Subject: Re: automatic hyperlink with XSLT ?
From: Jeni Tennison <Jeni.Tennison@xxxxxxxxxxxxxxxx>
Date: Tue, 20 Jun 2000 17:27:21 +0100
html automatic hyperlink
Jean-Claude,

>The following example (from W3C, at http://www.w3.org/TR/xslt#key)
>doesn't run on my PC (WinNT4, MIE5). Anybody can help me ?
>
>XML Doc:
><?xml version="1.0" encoding="UTF-8"?>
><hyperlien>
>  <prototype name="key" return-type="node-set">
>    <arg type="string"/>
>    <arg type="object"/>
>  </prototype>
>  <function>cle</function>
></hyperlien>

I notice that you have changed the content of the 'function' element to
"cle" rather than "key".  That would be fine, but for the example to work
properly, you have to be consistent between the content of the 'function'
element and the 'name' attribute of the 'prototype' element, which is still
"key".

More importantly, in order for IE5 to identify the stylesheet to use when
you view the XML document and to recognise it as XSLT, you have to add the
following processing instruction near the top of your XML (just under the
XML Declaration [the first line]):

  <?xml-stylesheet type="text/xsl" href="stylesheet-name.xsl"?>
                                         ^^^^^^^^^^^^^^^^^^^
                                 put the filename of the stylesheet here

If you were not using MSXML, this should more accurately be:

  <?xml-stylesheet type="application/xslt+xml" href="stylesheet-name.xsl"?>

but MSXML does not recognise XSLT stylesheets declared in this way.

>XSLT :
><?xml version="1.0" encoding="UTF-8"?>
><xsl:stylesheet xmlns:xsl="http://www.w3.org/XSL/Transform/1.0">
>  <html>
>    <head>
>      <title>Hyperlinks vwith XSLT</title>
>    </head>
>    <body>
>      <xsl:key match="prototype" name="func" use="@name"/>
>      <xsl:template match="function">
>        <b>
>          <a href="{generate-id(key('func',.))}">
>            <xsl:apply-templates/>
>          </a>
>        </b>
>      </xsl:template>
>      <xsl:template match="prototype">
>        <p>
>          <a name="{generate-id()}">
>            <b>function:</b>
>          </a>
>        </p>
>      </xsl:template>
>    </body>
>  </html>
></xsl:stylesheet>

You have been confused by the lack of context within that particular
example, but how you have constructed the stylesheet around the example
indicates that you are confused about how stylesheets work generally.

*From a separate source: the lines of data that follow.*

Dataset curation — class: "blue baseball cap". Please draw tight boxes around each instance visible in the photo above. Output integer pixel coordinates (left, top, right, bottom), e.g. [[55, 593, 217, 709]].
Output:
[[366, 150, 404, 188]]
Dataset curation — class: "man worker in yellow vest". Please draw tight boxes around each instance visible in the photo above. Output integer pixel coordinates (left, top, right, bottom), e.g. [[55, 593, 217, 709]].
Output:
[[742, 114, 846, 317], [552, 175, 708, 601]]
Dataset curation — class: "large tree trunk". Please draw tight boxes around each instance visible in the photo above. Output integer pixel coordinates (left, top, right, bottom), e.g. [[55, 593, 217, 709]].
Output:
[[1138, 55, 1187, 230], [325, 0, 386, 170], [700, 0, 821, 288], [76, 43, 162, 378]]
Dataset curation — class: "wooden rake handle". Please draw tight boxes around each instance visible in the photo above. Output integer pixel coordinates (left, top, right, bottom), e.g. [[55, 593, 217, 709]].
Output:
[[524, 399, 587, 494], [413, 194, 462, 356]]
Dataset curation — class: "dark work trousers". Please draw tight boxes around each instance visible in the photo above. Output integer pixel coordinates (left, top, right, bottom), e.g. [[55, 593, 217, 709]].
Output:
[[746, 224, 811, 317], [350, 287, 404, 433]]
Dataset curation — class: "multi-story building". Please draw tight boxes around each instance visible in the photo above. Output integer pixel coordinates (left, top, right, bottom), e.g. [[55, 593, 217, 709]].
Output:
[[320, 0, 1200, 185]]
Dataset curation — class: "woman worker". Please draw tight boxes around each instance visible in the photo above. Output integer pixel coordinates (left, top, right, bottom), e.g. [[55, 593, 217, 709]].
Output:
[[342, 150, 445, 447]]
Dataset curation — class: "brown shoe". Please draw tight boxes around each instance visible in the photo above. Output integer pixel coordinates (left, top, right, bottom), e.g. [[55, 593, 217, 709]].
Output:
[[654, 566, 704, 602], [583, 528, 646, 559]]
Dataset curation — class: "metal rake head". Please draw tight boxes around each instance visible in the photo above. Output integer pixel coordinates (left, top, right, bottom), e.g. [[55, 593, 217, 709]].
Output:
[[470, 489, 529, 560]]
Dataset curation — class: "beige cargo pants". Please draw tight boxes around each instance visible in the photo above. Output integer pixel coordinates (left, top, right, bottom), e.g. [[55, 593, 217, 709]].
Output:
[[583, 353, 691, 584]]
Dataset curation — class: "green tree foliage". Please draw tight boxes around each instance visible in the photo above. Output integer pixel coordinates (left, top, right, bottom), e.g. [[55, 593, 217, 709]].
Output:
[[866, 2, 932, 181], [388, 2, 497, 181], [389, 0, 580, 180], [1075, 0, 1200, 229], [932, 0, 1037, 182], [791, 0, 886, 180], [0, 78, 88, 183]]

Stylesheets work by going through the input document and matching what they
find with 'templates' in the stylesheet.  Templates usually match against
some node (an element, for example) and output some XML (or HTML).  The
only way that you get output from a stylesheet is by having a template that
matches something in your input and actually gives some output.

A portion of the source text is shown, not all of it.